- Map showing Majhgawan (#590) in Khiron CD block
- Majhgawan Location in Uttar Pradesh, India
- Coordinates: 26°15′39″N 80°54′37″E﻿ / ﻿26.260774°N 80.910286°E
- Country: India
- State: Uttar Pradesh
- District: Raebareli

Area
- • Total: 1.027 km^{2} (0.397 sq mi)

Population (2011)
- • Total: 782
- • Density: 761/km^{2} (1,970/sq mi)

Languages
- • Official: Hindi
- Time zone: UTC+5:30 (IST)
- Vehicle registration: UP-35

= Majhgawan, Khiron =

Majhgawan, also spelled Majhigawan, is a village in Khiron block of Rae Bareli district, Uttar Pradesh, India. It is located 14 km from Lalganj, the tehsil headquarters. As of 2011, it has a population of 782 people, in 146 households. The village has no school, healthcare facilities, weekly haat or permanent market. It belongs to the nyaya panchayat of Deogaon.

The 1951 census recorded Majhgawan as comprising 3 hamlets, with a population of 230 people (112 male and 118 female), in 41 households and 36 physical houses. The area of the village was given as 237 acres. 26 residents were literate, 25 male and 1 female. The village was listed as belonging to the pargana of Khiron and the thana of Gurbakshganj.

The 1961 census recorded Majhgawan (as "Majhigawan") as comprising 3 hamlets, with a total population of 283 people (139 male and 144 female), in 45 households and 42 physical houses. The area of the village was given as 237 acres.

The 1981 census recorded Majhgawan (as "Majhigawan") as having a population of 459 people, in 85 households, and having an area of 136.79 hectares. The main staple foods were given as wheat and rice.

The 1991 census recorded Majhgawan (as "Majhigawan") as having a total population of 529 people (258 male and 271 female), in 88 households and 88 physical houses. The area of the village was listed as 96 hectares. Members of the 0-6 age group numbered 93, or 18% of the total; this group was 45% male (42) and 55% female (51). Members of scheduled castes made up 21% of the village's population, while no members of scheduled tribes were recorded. The literacy rate of the village was 32% (135 men and 32 women). 123 people were classified as main workers (all men), while 149 people were classified as marginal workers (all women); the remaining 257 residents were non-workers.

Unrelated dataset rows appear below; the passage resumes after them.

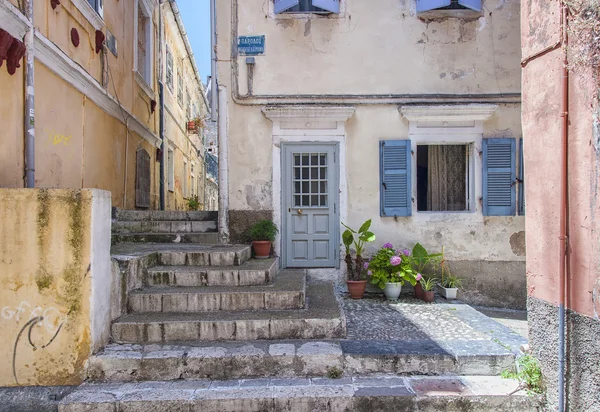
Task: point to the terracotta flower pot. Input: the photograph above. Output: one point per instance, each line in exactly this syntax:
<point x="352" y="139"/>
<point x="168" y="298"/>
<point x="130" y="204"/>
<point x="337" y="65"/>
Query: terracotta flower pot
<point x="356" y="288"/>
<point x="419" y="292"/>
<point x="262" y="249"/>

The breakdown of main workers by employment category was as follows: 110 cultivators (i.e. people who owned or leased their own land); 0 agricultural labourers (i.e. people who worked someone else's land in return for payment); 1 worker in livestock, forestry, fishing, hunting, plantations, orchards, etc.; 0 in mining and quarrying; 0 household industry workers; 0 workers employed in other manufacturing, processing, service, and repair roles; 0 construction workers; 0 employed in trade and commerce; 0 employed in transport, storage, and communications; and 12 in other services.